- Born: 1985 (approximately) Cuba
- Occupations: Actress, Comedian
- Years active: 2001–present

= Zajaris Fernández =

Cuban actress and comedian

Zajaris Fernández (born 1985 in Cuba) is a Cuban actress and comedian best known for her work in Cuban television, theater, and film. She rose to prominence through her participation in the comedy show "Alegrías de Sobremesa and her roles in several television series, including ¿Jura decir la verdad? (2001).

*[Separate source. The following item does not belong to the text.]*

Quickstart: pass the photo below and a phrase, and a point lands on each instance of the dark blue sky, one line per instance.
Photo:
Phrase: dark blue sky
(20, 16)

== Early life and career ==
Zajaris Fernández began her career in Cuban television in the early 2000s. She quickly became a beloved figure in Cuban entertainment thanks to her versatility as an actress and comedian. Over the years, she has been involved in a wide variety of projects, from comedy to drama.

== Filmography ==
- Alegrías de Sobremesa (2001–2017) – A comedy-musical program that became a staple of Cuban television during its run.
- ¿Jura decir la verdad? (2001) – A Cuban comedy program where Zajaris portrayed various characters, including Lissette Tamaño del Busto.
- Mi robot sexual (2019) – A Cuban film in which Zajaris played a key role.
- El show de Alexis Valdés (2020) – A Cuban variety show where Zajaris showcased her comedic talent.
- Al compás del Son (2018) – A Cuban telenovela in which Zajaris played a prominent role, known for its musical and dramatic elements.

== Personal life ==
In 2017, Zajaris was diagnosed with a brain tumor. Therefore, she recently gave an interview to Destino Talk, in which she revealed how this difficult process has been for her and her family. However, she also shows us how, instead of letting this illness break her down, she decided to stay strong; learning to cope with it without stopping enjoying life.